Expansion of a comment:
As a simulation in R
survive <- function(n){
living <- c(rep("Future murderer", n), rep("Nonmurderer", n))
while( sum(living == "Future murderer") > 0 ){
if( sum(living == "Future murderer") == 1 ){
newmurderer <- which(living == "Future murderer")
}else{
newmurderer <- sample(which(living == "Future murderer"), 1)
}
newvictim <- sample((1:length(living))[-newmurderer], 1)
living[newmurderer ] <- "Murderer"
living <- living[-newvictim]
}
return(c(sum(living == "Murderer"), sum(living == "Nonmurderer")))
}
and trying with $N=100$ and with $10000$ simulations
set.seed(2021)
N <- 100
cases <- 10^4
sims <- replicate(cases, survive(N))
mean(sims[1,]) # average number of muderers surviving
# 60.754
mean(sims[2,]) # average number of nonmurderers surviving
# 60.4485
This simulated total mean number of survivors of $121.2025$ fits well with Thanos Darkadakis's recursion which for $N=100$ would give $x\approx 121.23$. (It seems $\frac x N \to 1.21306\ldots$ as $N$ increases; since $x>1.2N$ for $N\ge 7$ the ratio does not change much.)
But his expressions for the expected number of murderers and nonmurderers surviving $M$ and $C$ do not look correct. For $N=100$ his formulae would give $M \approx 78.77$ and $C\approx 42.46$ when they should be each be just over $60$.
As an alternative argument, on average slightly more murderers than nonmurderers should survive purely because murderers do not commit suicide so have a slight bias to killing nonmurderers, though this is mitigated by an increasing proportion of murderers surviving and so being available to be murdered. If we say that the expected number of actual murders is $2N-x$, and the first kills an expected $\frac{N-1}{2N-1}$ murderers and $\frac{N}{2N-1}$ non-murderers and so on for later murders, it might be possible to argue in a handwaving way that for $N=100$ you might have $M-C \approx 0.4$, not so far from the simulated $0.3055$ (there may be some minor unjustified simplifications in this, but as an order of magnitude it seems reasonable).

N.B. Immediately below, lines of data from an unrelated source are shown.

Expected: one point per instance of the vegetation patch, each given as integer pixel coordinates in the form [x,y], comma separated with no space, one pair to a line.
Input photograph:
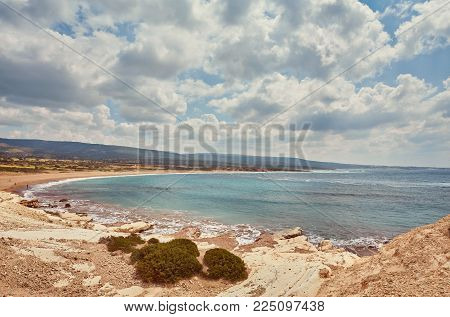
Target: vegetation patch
[167,262]
[125,244]
[224,264]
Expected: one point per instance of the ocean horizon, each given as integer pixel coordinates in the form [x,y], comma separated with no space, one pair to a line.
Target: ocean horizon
[365,206]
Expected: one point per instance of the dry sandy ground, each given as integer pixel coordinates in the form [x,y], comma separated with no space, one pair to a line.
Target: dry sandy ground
[14,182]
[45,254]
[416,263]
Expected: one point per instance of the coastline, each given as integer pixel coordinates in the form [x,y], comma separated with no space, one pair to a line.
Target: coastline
[48,253]
[58,254]
[64,246]
[16,182]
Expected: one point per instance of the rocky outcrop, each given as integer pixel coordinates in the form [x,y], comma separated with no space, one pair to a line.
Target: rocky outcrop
[135,227]
[289,233]
[325,245]
[34,203]
[416,263]
[291,267]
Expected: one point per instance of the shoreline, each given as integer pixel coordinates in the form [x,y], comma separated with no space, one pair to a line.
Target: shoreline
[16,182]
[57,254]
[360,249]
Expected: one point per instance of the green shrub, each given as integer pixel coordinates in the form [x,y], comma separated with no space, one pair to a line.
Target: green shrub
[152,241]
[224,264]
[125,244]
[165,262]
[184,244]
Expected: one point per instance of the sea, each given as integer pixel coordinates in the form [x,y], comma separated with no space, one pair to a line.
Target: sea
[359,207]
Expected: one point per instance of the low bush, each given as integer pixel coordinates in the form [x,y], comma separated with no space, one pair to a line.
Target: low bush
[152,241]
[224,264]
[125,244]
[186,245]
[166,262]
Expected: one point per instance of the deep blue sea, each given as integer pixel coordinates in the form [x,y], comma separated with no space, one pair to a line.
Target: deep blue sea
[354,206]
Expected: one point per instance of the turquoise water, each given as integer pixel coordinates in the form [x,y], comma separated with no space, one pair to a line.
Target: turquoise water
[348,206]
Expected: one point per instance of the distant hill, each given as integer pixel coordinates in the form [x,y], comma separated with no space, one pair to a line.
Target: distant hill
[111,153]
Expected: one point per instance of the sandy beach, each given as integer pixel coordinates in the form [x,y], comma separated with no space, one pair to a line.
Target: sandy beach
[15,182]
[44,253]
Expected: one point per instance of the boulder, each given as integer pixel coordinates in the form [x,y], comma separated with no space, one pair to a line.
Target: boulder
[289,234]
[324,272]
[325,245]
[74,217]
[135,227]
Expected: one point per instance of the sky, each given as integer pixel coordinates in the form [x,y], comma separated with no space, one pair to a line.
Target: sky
[370,78]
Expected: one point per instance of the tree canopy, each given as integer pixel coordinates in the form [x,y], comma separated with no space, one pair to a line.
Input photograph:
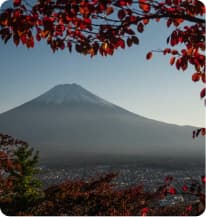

So as $N$ increases, it seems likely that the expected proportion of survivors who are murderers $\frac M{M+C} \to \frac12$ from above, and so both $\frac{M}N$ and $\frac{C}N$ tend towards $0.60653\ldots$.
The initial population is $2x$, half each. The population at time $t$ is $2x-t$. We want to find $t$ when the population of murderers is zero.
The differential equation obeyed by murderers is
$$\frac{dM}{dt}=-1-\frac M{2x-t}, M(0)=x$$
from which the proportion that survives is $e^{-1/2}$.
The number of nonmurderers that survive seems to be $x-t/2$, so half the population at any time is nonmurderers.